Selain itu, pemerintah juga diharapkan bisa mulai meningkatkan sarana pra sarana dan akses internet ke beberapa daerah yang terpencil atau minim akses internet, bukan hanya memperbarui sarana prasarana dan akses di kota besar yang sebenarnya sudah cukup untuk menampung kebutuhan pendidikan di daerah tersebut. Sehingga, pelajar yang berada di daerah kecil memiliki kesamaan akses untuk meng-eksplor pendidikan maupun pengajaran yang setidaknya sama dengan para pelajar di kota besar. Dengan begitu, pemerataan pendidikan dapat berjalan dengan lebih baik, dan hambatannya dapat berkurang. Sebagaimana yang tertera pada UUD 45 pasal 31 ayat 1 bahwa "setiap warga negara berhak mendapatkan pendidikan" dan UUD 45 pasal 31 ayat 2 yang menyatakan bahwa "setiap warga negara wajib mengikuti pendidikan dasar, dan pemerintah wajib membiayainya".

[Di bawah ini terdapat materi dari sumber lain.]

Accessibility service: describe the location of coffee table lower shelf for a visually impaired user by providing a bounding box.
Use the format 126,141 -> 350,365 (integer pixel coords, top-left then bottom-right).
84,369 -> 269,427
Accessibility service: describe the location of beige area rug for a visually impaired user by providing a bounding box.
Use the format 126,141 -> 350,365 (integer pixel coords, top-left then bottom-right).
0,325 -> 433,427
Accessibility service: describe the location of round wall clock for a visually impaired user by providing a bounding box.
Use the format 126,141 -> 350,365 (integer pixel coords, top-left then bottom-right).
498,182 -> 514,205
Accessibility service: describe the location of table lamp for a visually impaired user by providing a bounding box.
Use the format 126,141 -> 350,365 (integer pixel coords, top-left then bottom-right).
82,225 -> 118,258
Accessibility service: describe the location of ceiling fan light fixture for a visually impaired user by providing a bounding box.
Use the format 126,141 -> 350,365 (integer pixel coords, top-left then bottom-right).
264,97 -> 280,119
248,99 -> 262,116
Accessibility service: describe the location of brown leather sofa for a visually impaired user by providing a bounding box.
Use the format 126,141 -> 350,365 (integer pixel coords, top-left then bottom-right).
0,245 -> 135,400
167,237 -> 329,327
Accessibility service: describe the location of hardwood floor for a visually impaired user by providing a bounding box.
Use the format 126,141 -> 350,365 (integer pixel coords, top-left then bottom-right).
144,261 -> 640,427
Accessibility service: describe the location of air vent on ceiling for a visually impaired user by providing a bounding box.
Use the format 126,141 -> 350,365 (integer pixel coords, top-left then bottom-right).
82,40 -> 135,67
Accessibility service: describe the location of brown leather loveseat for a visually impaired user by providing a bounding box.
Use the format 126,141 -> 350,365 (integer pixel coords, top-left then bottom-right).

Lalu apakah itu merdeka belajar? Apa hubungannya dengan pemerataan pendidikan? Merdeka belajar adalah suatu kurikulum yang mulai diluncurkan sejak tahun 2020 dimana para pelajar memiliki kesempatan untuk fokus pada minat dan bakatnya, sehingga pelajar dapat mengembangkan bakatnya dan dapat lebih menguasai bidangnya. Kurikulum ini juga lebih menitik-beratkan pengajaran bukan hanya pada akademik dan non-akademik, namun juga pada karakter untuk mempersiapkan para pelajar sebelum terjun ke masyarakat. Tahun ini sekolahku mendapatkan kesempatan untuk mendaftar sebagai sekolah penggerak, namun dikarenakan terdapat beberapa hal yang belum terlaksanakan, menyebabkan gagalnya tujuan tersebut. Berdasarkan informasi dari salah seorang guru, tahun depan SMA Negeri 1 Sumenep akan mendaftar kembali untuk menjadi sekolah penggerak. Perlu diketahui bahwa tidak terdapat pemaksaan dalam penerapan kurikulum ini hingga tahun 2024 mendatang. Kurikulum ini menyediakan 3 opsi implementasi, yakni menerapkan beberapa bagian kurikulum merdeka belajar tanpa mengganti satuan pendidikan yang telah diterapkan, menggunakan perangkat ajar yang telah disediakan, dan mengembangkan sendiri berbagai perangkat ajar. Hingga saat ini, jumlah sekolah yang telah menerapkan kurikulum merdeka mencapai 2500 sekolah (Setianingsih, 2022). Merdeka belajar terbagi menjadi 3 poin penting, yakni sekolah penggerak, organisasi penggerak, dan guru penggerak.
Sekolah penggerak adalah salah satu program dari kebijakan kurikulum merdeka belajar dengan lingkup PAUD, taman kanak-kanak (TK), sekolah dasar (SD), sekolah menengah pertama (SMP), sekolah menengah atas (SMA), dan sekolah luar biasa (SLB). Pada jenjang PAUD hingga TK, akan difokuskan untuk belajar sembari bermain. Pada jenjang SD hingga SMP, akan diberlakukan penggabungan beberapa mata pelajaran IPA dan IPS, serta perubahan pelajaran Bahasa Inggris untuk SD yang sebelumnya adalah pelajaran muatan lokal menjadi mata pelajaran pilihan, dan pelajaran TIK untuk SMP menjadi mata pelajaran wajib. Untuk jenjang SMA, akan dihilangkannya kebijakan pemisahan jurusan IPA, IPS, dan Bahasa. Para siswa akan memiliki kesempatan untuk memilih mata pelajaran numerasi dan literasi yang mereka minati untuk dipelajari demi memenuhi kebutuhan mereka dalam mengejar cita-cita (JTO, 2022).